La deuxième partie, " Climbing The Mountain : My Search For Meaning", parue en 2000, est un texte sur la découverte par l’acteur de sa propre judéité.

La troisième partie, "My Stroke Of Luck", en 2002, raconte l’accident vasculaire cérébral dont il est victime en 1996. Diminué et incapable d’émettre le moindre mot, il raconte la violente dépression qui suivit et la redécouverte de l’amour, de la vie et des siens. Le livre se clôt par un « Manuel de survie ».

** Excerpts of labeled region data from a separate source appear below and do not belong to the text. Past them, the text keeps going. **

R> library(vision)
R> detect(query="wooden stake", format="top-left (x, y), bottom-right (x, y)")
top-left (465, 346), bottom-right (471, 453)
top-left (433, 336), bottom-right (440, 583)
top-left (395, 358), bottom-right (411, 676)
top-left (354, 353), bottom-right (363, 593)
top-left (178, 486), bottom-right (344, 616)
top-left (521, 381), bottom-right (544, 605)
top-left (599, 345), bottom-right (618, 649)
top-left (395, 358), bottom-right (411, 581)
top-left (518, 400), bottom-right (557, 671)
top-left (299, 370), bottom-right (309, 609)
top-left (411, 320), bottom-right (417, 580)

En 2006, il publie à quatre-vingt-dix ans le dernier tome de son autobiographie, " Let’s face it : Ninety years of Living, Loving, and Learning" . Il y parle de l’équilibre et de la quiétude avec laquelle il aborde désormais l’existence et parle pour la première fois de la disparition tragique par overdose de son plus jeune fils, Eric.

En 2012, il publie" I Am Spartacus ! : Making a Film", "Breaking the Blacklist", récit de l’élaboration puis du tournage du film réalisé par Stanley Kubrick, mais qui est en fait, de bout en bout, le projet de Kirk Douglas. Le livre se situe dans le contexte de la fin du maccarthysme, ce qui en fait aussi un témoignage sur le contexte politique de l’époque. La préface du livre a été écrite par l’acteur George Clooney.

PRIX ET DISTINCTIONS
Oscars
Souvent nommé aux Oscars, Kirk Douglas n’a jamais reçu la statuette du meilleur acteur
1996 : Oscar d’honneur « pour 50 ans de force créative et morale dans la communauté cinématographique ».

Golden Globes
1957 : Golden Globe du meilleur acteur dans un film dramatique pour« La Vie passionnée de Vincent van Gogh. »

Festival international de Berlin
1958 : Meilleur acteur pour Les Vikings.

Césars du cinéma
1980 : César d’honneur pour l’ensemble de sa carrière.